Alcuni litri di liquido di governo della mozzarella – che altrimenti sarebbero andati buttati nel normale utilizzo del ristorante – vengono scaldati a 38°C e poi aggiunti al resto del blend, per ottenere una buona acidificazione capace di far partire la fermentazione dell'impasto. L'idea è nata dall'abitudine di Pietro di frequentare contadini e allevatori delle sue terre, da cui impara antiche tradizioni come quella di non buttare mai via nulla, e soprattutto da “chiacchierate tra amici” come Teresa De Masi (animatrice del sito Gennarino.org), Giustino Catalano e Antonio Lucisano, direttore del Consorzio della Mozzarella di Bufala Campana Dop.

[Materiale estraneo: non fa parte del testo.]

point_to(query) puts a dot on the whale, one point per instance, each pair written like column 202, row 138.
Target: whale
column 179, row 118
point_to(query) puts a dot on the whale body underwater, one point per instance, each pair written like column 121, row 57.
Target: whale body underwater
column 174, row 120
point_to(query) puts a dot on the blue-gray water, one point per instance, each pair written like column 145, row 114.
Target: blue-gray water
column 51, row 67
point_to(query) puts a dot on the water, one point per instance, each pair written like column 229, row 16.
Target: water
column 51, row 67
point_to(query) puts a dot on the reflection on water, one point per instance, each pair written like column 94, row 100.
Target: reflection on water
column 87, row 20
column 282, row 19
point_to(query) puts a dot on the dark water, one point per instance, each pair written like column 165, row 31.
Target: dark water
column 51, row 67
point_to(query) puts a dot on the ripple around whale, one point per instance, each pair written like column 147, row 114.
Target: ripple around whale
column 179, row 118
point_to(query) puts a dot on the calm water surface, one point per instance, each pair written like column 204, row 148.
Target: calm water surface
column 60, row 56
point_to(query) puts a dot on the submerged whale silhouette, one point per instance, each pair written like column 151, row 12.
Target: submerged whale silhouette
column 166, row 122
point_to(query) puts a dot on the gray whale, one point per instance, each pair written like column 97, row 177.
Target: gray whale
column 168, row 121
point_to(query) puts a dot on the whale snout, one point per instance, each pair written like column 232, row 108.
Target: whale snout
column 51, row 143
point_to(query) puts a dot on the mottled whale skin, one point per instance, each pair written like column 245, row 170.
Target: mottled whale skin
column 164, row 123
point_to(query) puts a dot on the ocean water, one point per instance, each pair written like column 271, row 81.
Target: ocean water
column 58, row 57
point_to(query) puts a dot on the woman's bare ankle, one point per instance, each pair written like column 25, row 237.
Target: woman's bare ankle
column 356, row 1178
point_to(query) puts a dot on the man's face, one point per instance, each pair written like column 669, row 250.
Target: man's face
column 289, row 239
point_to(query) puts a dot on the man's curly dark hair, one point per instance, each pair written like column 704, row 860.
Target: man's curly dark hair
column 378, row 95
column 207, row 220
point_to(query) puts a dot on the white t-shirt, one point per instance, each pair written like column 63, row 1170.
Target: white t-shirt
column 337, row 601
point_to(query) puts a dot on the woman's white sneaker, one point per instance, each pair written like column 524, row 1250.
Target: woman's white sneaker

Fondamentale infatti la qualità del prodotto: «in alcuni casi nelle acque di governo della mozzarella vengono utilizzati acido citrico e acido acetico per aiutare la conservazione, che possono condizionare la resa dell’impasto. Ed è anche per questo che per le acque ci affidiamo esclusivamente al Consorzio, che ne garantisce la qualità». Diversi esperimenti di lievitazione a partire dall'acqua della mozzarella erano già stati tentati, ma ci è voluto l'approccio professionale e “scientifico” di Pietro per mettere a punto il giusto impasto: «bisogna individuare la giusta proporzione tra caseine e flora batterica; inoltre una lievitazione entro le 12 ore avviene grazie alla fermentazione lattica dovuta ai batteri ancora vivi; andando oltre questo periodo di tempo si verifica una fermentazione acetica che può dare eccessiva acidità con effetti non voluti sia sul sapore che sulla digestione».

La caratteristica principale della pizza con lievito fujuto (espressione napoletana con cui si indica solitamente una ricetta “povera” in cui si ricrea l'effetto di un ingrediente pregiato, in realtà assente) è infatti la digeribilità: «l'impasto è leggerissimo, si scioglie in bocca grazie all'alveolatura omogenea e diffusa – racconta Parisi – anche nella parte centrale della pizza, nonostante sia molto sottile, la sfogliatura è visibile a occhio nudo. La pizza inoltre è molto profumata, non di lievito ma di pane appena sfornato e di latte: senti il sapore della mozzarella, anche se non c'è».